My preferred alternative is a profitability test, based on the idea that a better model should result in larger profits (or smaller losses) if used as a basis for trading on a prediction market. For each model-market pair, one can construct a (hypothetical) trading bot endowed with an initial budget and some degree of risk tolerance. The bot inherits beliefs from the model at each daily update and executes trades at the prevailing prices. Daily adjustments to the portfolio arise in response to changes in model forecasts and market prices. The overall rate of return earned over the entire period can then be used as a measure of forecasting accuracy.
To illustrate, consider a bot representing the Silver Bulletin forecast trading on PredictIt. The probabilities assigned to a Harris victory by the model and the prices of the Harris contract on the market are shown in the figure below, along with the evolution of the trader’s portfolio over time:3
Initially the model bets modestly against Harris (believing the price to be a bit too high) but this is quickly reversed. It then starts to bet heavily against Harris as the convention bounce adjustment creates a significant wedge between model forecast and market price. This position is closed out as the adjustment fades and the model and market reach agreement in late September.
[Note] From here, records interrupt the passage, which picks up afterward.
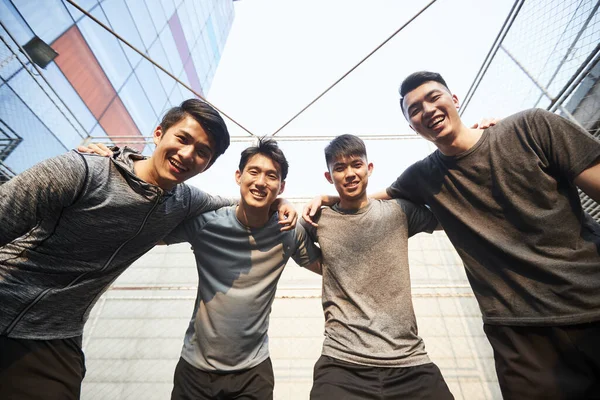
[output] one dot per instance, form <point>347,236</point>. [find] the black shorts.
<point>559,362</point>
<point>256,383</point>
<point>337,379</point>
<point>41,369</point>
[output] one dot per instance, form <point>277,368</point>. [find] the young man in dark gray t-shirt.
<point>240,254</point>
<point>372,349</point>
<point>507,198</point>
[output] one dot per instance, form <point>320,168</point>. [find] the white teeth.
<point>177,164</point>
<point>436,121</point>
<point>259,194</point>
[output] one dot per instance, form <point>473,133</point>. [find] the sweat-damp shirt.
<point>69,226</point>
<point>511,210</point>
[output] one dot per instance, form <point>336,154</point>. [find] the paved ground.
<point>134,336</point>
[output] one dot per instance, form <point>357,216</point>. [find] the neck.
<point>354,204</point>
<point>252,217</point>
<point>143,170</point>
<point>464,140</point>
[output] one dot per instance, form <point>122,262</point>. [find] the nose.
<point>186,152</point>
<point>428,108</point>
<point>260,180</point>
<point>350,173</point>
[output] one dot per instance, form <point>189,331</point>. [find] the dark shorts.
<point>560,362</point>
<point>337,379</point>
<point>41,369</point>
<point>256,383</point>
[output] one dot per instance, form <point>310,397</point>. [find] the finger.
<point>105,149</point>
<point>309,220</point>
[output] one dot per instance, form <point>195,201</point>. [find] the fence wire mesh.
<point>549,58</point>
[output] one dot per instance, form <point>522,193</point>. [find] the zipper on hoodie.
<point>40,296</point>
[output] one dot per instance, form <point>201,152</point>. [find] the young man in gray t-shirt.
<point>507,198</point>
<point>240,253</point>
<point>372,349</point>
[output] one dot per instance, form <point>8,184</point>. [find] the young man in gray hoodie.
<point>72,224</point>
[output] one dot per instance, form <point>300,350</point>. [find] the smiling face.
<point>433,113</point>
<point>260,182</point>
<point>350,176</point>
<point>182,152</point>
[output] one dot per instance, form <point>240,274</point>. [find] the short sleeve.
<point>419,218</point>
<point>402,187</point>
<point>307,251</point>
<point>201,202</point>
<point>567,148</point>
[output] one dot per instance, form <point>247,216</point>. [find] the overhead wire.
<point>354,67</point>
<point>141,53</point>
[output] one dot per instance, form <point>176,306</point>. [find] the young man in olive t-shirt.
<point>507,198</point>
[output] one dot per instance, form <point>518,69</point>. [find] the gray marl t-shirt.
<point>238,268</point>
<point>511,210</point>
<point>369,317</point>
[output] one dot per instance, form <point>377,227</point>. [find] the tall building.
<point>86,83</point>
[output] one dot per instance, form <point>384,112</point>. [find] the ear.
<point>157,135</point>
<point>281,187</point>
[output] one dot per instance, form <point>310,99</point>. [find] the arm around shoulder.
<point>589,181</point>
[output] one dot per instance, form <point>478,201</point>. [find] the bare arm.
<point>382,195</point>
<point>288,217</point>
<point>589,181</point>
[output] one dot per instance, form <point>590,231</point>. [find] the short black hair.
<point>268,147</point>
<point>344,145</point>
<point>209,119</point>
<point>415,80</point>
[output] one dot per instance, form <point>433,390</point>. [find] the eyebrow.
<point>428,94</point>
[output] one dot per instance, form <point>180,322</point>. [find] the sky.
<point>281,54</point>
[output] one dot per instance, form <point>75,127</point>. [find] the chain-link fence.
<point>546,56</point>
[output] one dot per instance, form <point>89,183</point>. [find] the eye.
<point>204,153</point>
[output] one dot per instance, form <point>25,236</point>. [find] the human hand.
<point>486,123</point>
<point>96,148</point>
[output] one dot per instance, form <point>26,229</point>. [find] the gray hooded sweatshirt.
<point>69,226</point>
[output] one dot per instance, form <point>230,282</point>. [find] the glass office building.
<point>92,85</point>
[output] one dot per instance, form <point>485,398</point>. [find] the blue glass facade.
<point>75,96</point>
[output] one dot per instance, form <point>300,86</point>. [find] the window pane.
<point>157,14</point>
<point>66,92</point>
<point>158,55</point>
<point>148,77</point>
<point>120,20</point>
<point>38,143</point>
<point>169,7</point>
<point>142,19</point>
<point>166,38</point>
<point>134,99</point>
<point>106,48</point>
<point>49,113</point>
<point>14,23</point>
<point>87,5</point>
<point>49,21</point>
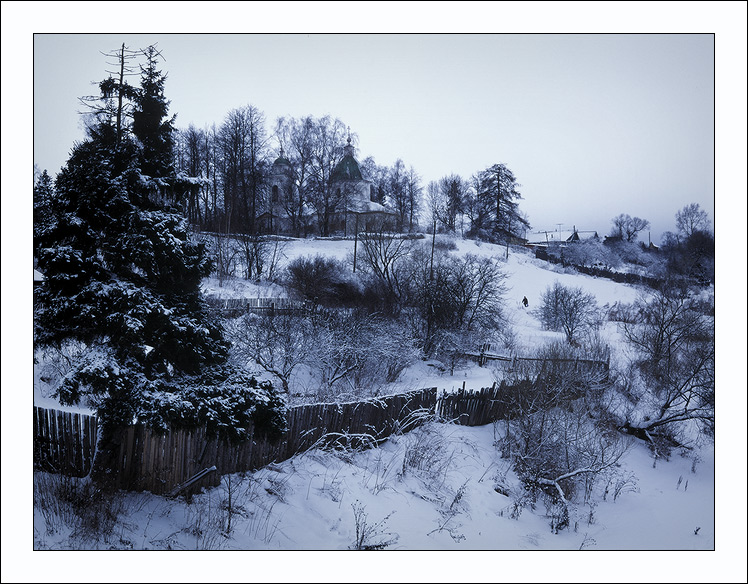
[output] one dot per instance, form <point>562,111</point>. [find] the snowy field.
<point>459,498</point>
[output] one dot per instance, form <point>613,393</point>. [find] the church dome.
<point>347,169</point>
<point>281,161</point>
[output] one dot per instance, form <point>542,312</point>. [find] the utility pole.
<point>355,244</point>
<point>433,245</point>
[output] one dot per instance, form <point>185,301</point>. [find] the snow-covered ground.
<point>315,500</point>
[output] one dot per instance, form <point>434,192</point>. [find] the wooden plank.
<point>78,437</point>
<point>67,441</point>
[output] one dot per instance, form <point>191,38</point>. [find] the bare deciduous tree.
<point>570,310</point>
<point>690,219</point>
<point>627,227</point>
<point>674,341</point>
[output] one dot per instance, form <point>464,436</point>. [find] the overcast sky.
<point>592,125</point>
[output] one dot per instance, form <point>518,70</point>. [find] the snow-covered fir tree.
<point>123,276</point>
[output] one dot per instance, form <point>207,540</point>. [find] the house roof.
<point>545,237</point>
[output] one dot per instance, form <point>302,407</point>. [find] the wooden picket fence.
<point>160,463</point>
<point>259,305</point>
<point>64,442</point>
As the election approaches the model starts to bet on a Harris victory, now believing market prices to be too low. Profits and losses are made along the way, with a final rate of return determined at event realization.
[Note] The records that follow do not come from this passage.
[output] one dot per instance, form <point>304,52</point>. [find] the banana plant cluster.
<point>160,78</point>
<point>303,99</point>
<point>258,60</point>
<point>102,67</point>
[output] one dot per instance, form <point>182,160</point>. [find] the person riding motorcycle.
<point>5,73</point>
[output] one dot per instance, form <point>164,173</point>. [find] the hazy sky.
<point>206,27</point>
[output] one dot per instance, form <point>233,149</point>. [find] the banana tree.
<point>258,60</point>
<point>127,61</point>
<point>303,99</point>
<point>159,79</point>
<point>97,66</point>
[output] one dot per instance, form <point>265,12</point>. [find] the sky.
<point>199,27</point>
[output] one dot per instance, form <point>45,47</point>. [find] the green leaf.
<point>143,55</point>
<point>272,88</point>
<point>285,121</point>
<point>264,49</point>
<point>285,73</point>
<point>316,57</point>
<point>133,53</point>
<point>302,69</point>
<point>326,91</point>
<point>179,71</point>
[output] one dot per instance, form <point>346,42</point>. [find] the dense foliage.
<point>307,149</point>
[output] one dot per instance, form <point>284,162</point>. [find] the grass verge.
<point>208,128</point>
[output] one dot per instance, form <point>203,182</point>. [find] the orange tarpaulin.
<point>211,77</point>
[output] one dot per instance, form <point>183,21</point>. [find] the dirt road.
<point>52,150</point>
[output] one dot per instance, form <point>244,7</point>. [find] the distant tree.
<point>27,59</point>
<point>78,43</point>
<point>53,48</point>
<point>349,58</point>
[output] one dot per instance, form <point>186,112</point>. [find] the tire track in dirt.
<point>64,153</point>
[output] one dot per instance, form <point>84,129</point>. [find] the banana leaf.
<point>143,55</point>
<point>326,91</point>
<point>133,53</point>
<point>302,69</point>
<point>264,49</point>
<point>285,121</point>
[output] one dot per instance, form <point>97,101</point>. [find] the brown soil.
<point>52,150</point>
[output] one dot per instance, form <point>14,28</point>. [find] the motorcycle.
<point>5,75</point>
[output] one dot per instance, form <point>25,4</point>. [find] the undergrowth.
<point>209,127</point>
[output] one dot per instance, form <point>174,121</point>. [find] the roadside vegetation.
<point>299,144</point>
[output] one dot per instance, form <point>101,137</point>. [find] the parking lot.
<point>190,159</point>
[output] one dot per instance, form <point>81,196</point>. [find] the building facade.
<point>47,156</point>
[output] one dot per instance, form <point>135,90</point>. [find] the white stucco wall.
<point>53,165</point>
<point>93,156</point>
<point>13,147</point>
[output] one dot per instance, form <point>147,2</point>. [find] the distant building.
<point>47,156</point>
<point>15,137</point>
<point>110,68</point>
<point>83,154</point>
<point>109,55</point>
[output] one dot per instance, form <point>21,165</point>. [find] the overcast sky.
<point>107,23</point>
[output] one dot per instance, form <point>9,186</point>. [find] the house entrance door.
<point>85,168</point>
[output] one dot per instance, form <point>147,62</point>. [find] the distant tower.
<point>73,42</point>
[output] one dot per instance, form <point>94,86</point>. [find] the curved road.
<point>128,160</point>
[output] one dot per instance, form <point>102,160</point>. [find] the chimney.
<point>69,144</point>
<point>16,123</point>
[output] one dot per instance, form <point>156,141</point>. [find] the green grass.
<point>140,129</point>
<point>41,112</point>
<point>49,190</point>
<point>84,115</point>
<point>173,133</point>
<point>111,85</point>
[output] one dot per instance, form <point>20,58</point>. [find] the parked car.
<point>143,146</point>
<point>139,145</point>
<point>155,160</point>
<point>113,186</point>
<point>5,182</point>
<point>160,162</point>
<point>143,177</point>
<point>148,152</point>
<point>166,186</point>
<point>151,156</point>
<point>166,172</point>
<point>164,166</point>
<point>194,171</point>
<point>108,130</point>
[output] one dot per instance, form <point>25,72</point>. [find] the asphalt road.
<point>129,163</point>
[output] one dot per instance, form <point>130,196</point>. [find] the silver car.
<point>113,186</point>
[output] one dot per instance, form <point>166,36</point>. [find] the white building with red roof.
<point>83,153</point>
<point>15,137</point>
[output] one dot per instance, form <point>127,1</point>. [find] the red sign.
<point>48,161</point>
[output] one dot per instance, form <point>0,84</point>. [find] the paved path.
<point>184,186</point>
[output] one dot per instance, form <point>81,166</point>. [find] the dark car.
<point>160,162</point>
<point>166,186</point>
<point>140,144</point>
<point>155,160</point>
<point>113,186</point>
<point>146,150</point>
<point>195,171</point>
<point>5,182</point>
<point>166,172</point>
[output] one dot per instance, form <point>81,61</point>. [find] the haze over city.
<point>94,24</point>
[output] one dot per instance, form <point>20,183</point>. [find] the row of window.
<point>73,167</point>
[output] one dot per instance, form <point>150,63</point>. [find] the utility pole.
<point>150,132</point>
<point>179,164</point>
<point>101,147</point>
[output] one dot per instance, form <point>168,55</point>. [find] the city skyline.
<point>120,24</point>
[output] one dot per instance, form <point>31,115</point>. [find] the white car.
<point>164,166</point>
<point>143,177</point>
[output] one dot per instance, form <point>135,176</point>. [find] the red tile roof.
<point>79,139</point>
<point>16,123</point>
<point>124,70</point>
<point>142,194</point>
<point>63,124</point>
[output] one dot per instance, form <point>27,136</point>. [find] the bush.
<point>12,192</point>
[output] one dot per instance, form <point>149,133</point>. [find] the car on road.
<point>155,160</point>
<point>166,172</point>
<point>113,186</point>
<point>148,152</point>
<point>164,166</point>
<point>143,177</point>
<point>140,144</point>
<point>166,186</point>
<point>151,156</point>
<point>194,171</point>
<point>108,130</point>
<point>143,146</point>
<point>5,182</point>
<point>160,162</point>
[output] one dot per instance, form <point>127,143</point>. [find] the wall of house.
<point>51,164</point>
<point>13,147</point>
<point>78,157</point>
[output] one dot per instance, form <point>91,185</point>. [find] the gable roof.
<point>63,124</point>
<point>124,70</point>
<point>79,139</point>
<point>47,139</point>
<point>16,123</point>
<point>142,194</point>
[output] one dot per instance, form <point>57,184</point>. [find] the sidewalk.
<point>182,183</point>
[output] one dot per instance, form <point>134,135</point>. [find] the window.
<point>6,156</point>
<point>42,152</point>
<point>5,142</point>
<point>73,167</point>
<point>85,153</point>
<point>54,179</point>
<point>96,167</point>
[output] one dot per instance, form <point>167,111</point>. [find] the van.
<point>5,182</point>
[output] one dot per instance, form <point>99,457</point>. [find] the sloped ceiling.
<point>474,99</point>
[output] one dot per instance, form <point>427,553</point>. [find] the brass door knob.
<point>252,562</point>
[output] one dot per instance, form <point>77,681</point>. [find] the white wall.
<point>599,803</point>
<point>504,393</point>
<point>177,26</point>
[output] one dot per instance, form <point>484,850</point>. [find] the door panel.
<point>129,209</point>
Based on this approach one can compute rates of return for all model-market pairs. For Wisconsin we obtain the following:
In contrast with the conventional accuracy measure, the FiveThirtyEight model does better than Silver Bulletin against each of the markets, and PredictIt turns out to be harder than Polymarket to beat.
The relatively poor performance of Polymarket here is specific to Wisconsin, and arises because the sharp change in price on the eve of the election allows the bots representing the models to close out their positions at a profit. This did not happen in the headline market, where the reversal was more muted and both models would have suffered significant losses.
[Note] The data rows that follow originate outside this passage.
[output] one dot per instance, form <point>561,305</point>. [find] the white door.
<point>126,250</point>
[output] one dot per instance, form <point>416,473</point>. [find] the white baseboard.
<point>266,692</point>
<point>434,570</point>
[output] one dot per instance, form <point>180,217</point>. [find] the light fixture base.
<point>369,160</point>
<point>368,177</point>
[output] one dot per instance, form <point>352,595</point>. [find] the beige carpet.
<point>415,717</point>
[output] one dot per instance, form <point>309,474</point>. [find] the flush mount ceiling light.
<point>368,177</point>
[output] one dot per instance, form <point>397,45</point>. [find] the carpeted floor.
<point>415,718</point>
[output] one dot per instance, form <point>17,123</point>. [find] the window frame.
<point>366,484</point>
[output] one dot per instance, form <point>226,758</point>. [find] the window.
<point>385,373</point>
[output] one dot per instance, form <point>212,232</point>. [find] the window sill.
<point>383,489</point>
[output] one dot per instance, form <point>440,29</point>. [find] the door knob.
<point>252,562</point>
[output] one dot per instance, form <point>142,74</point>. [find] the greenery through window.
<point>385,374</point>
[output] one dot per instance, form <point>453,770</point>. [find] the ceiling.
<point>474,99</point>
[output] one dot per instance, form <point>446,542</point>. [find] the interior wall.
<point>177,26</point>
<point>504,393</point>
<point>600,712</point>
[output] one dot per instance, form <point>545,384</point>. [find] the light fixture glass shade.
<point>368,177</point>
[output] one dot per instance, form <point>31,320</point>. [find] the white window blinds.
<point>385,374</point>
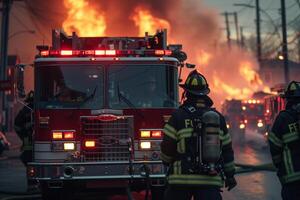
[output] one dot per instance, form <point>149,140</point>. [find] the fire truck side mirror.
<point>190,66</point>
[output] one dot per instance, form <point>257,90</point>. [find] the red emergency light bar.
<point>75,53</point>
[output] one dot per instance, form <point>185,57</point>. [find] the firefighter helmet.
<point>29,97</point>
<point>196,84</point>
<point>292,90</point>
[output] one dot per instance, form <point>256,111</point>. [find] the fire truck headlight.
<point>90,143</point>
<point>242,126</point>
<point>69,146</point>
<point>260,124</point>
<point>145,145</point>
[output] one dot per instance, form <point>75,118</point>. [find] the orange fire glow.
<point>147,22</point>
<point>84,19</point>
<point>230,91</point>
<point>249,74</point>
<point>203,58</point>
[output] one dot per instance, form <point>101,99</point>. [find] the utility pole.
<point>6,5</point>
<point>299,47</point>
<point>227,28</point>
<point>284,43</point>
<point>236,27</point>
<point>258,40</point>
<point>242,37</point>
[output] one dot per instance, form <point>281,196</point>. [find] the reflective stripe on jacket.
<point>177,132</point>
<point>284,141</point>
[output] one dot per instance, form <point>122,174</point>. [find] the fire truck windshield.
<point>142,86</point>
<point>70,86</point>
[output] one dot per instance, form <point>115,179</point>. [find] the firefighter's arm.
<point>227,151</point>
<point>275,141</point>
<point>169,144</point>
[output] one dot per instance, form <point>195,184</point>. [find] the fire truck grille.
<point>111,138</point>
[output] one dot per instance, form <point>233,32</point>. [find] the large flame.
<point>229,91</point>
<point>84,19</point>
<point>146,22</point>
<point>249,74</point>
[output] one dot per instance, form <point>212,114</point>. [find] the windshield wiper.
<point>124,99</point>
<point>90,97</point>
<point>128,102</point>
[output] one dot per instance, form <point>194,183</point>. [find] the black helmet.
<point>292,90</point>
<point>196,84</point>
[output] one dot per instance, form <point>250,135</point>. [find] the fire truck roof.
<point>75,46</point>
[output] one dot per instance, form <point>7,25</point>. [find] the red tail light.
<point>156,134</point>
<point>99,52</point>
<point>44,53</point>
<point>69,135</point>
<point>57,135</point>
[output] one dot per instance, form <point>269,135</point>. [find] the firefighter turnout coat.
<point>284,141</point>
<point>177,136</point>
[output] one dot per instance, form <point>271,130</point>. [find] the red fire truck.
<point>273,104</point>
<point>253,110</point>
<point>100,106</point>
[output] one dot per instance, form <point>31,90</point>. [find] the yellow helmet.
<point>196,84</point>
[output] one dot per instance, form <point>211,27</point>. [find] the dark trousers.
<point>291,191</point>
<point>186,193</point>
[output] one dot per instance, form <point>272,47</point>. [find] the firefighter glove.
<point>230,183</point>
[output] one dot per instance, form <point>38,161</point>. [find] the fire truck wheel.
<point>157,192</point>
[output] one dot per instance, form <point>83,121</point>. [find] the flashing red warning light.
<point>159,52</point>
<point>66,52</point>
<point>53,53</point>
<point>107,117</point>
<point>44,53</point>
<point>100,52</point>
<point>110,52</point>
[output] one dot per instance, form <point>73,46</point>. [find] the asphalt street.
<point>251,186</point>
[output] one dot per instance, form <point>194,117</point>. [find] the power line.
<point>34,17</point>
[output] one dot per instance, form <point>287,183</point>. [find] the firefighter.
<point>24,129</point>
<point>284,140</point>
<point>197,146</point>
<point>4,143</point>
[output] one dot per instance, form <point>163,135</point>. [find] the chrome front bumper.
<point>96,170</point>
The results reported here are for a single state, and ought not to be seen as representative. A comprehensive analysis of other swing states as well as competitive congressional races and the popular vote is currently underway. I’m hoping to have this done in time for submission to this year’s Collective Intelligence conference and to post a draft of the paper online within a month.
Prediction markets have certain undeniable strengths over statistical models—they can incorporate novel sources of information, react quickly to unfolding events, and generate meaningful forecasts even in historically unprecedented situations. But they can also exhibit excess volatility relative to underlying fundamentals and create incentives for price manipulation. As a result, the accuracy of markets relative to models cannot be determined by logical reasoning alone—it is an empirical question that can only be answered with data. The recent emergence of several new markets and contracts is generating the necessary data, but it is far too soon to consider the question settled.
Wisconsin is one of two states (the other being Georgia) for which contracts were listed on both Polymarket and PredictIt. These two exchanges were active for the entire three month period between the official selection of Harris as the democratic nominee and the general election. Kalshi began to operate only in October and thus generated much less data.
The adjustment initially shifted the odds towards Harris (in the shadow of the Republican National Convention) but this effect was less pronounced.
The bot was endowed with $1,000 initially and chose trades to maximize the expected value of the logarithm of terminal wealth; see this paper for a detailed description of the methodology.